My niece Ruby, received her Gold Award this week. The highest award in Girl Scouts, she earned the required number of merit badges, logged countless community service hours, hiked and camped in all kinds of weather, sold boxes and boxes of Thin Mints, Tagalongs, and Samoas, and conceived and completed her final project, teaching cooking and nutrition to elementary children for eight weeks this school year.
For a busy teen—she’s a high school sophomore, a gymnast, field hockey goalie, track runner, and extreme outdoor sports enthusiast; this represents a major accomplishment that few scouts achieve.
Ruby comes from a long line of scouts. Her maternal grandfather (my father) was an Eagle Scout; her maternal grandmother, a Girl Scout. Her Uncle David (my brother) and cousin Nathan (my son) were also Eagle Scouts.
My parents attended the ceremony; my father bringing with him a dusty brocade trunk that held his Boy Scout paraphernalia, now 70 years old.
As a child, I remember seeing this trunk holding his sash with its many merit badges and awards, his certificates and other trinkets. I’m quite sure I didn’t understand its importance, brushing it off as sentimental nostalgia.
Born breech in 1928, my father was yanked by forceps, rendering his right arm useless. His disability made him the target of taunts from bullies- children and adults. We haven’t heard many of these experiences. When asked, he clams up, brushing it off.
When he joined the Boy Scouts, he found a group of friends, many whom remained close as adults. Only a few are still living.
As he donned the sash to attend Ruby’s ceremony, he looked at the badges, the colors faded, the stitches tiny around the edges. He recalled how the troop leaders made him do feats that seem impossible. To earn the lifesaving badge, he had to retrieve a rock thrown six feet underwater in a pond and swim to the surface, carrying the rock in his one hand.
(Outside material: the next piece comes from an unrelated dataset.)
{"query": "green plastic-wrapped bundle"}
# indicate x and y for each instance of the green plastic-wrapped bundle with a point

Watching Ruby and her three peers receive the award, and seeing the entire troop, a diverse group of girls whose members include a girl with physical disabilities and one mentally disabled, dad marveled. The Boy Scouts he experienced weren’t as welcoming.
Sadly, it seems 70 years later, not much has changed.
Jennifer Tyrrell was a den leader for her 7-year-old son Cruz’s Cub Scout troop, beloved by the boys and parents alike. Then a representative from the Boy Scouts of America told Jennifer she had to resign. As a gay woman, this mother of four didn’t “meet the high standards of membership that the Boy Scouts of America seek.”
Ironically, the day after Ruby received her Gold Award, I received an email soliciting signatures on a petition initiated by Jennifer on Change.Org. She writes: “During the year that I was den leader, my cubs performed volunteer service at a local soup kitchen, collected canned goods for area churches to distribute in food baskets, and worked on a conservation project for a state park.
After I was asked to leave, other parents from my pack were outraged. Some of them even waited for hours to voice their concerns to Boy Scout officials, but they were turned away. As for Cruz, he doesn’t really understand why there’s a problem.”
My dad will be 84 on Saturday.
How about signing Jennifer’s petition as a tribute to my dad and to congratulate Ruby? I’d love Cruz and other boys to have the experiences my father, brother, and son had in Boy Scouts. And these troops need good leaders like Jennifer Tyrrell.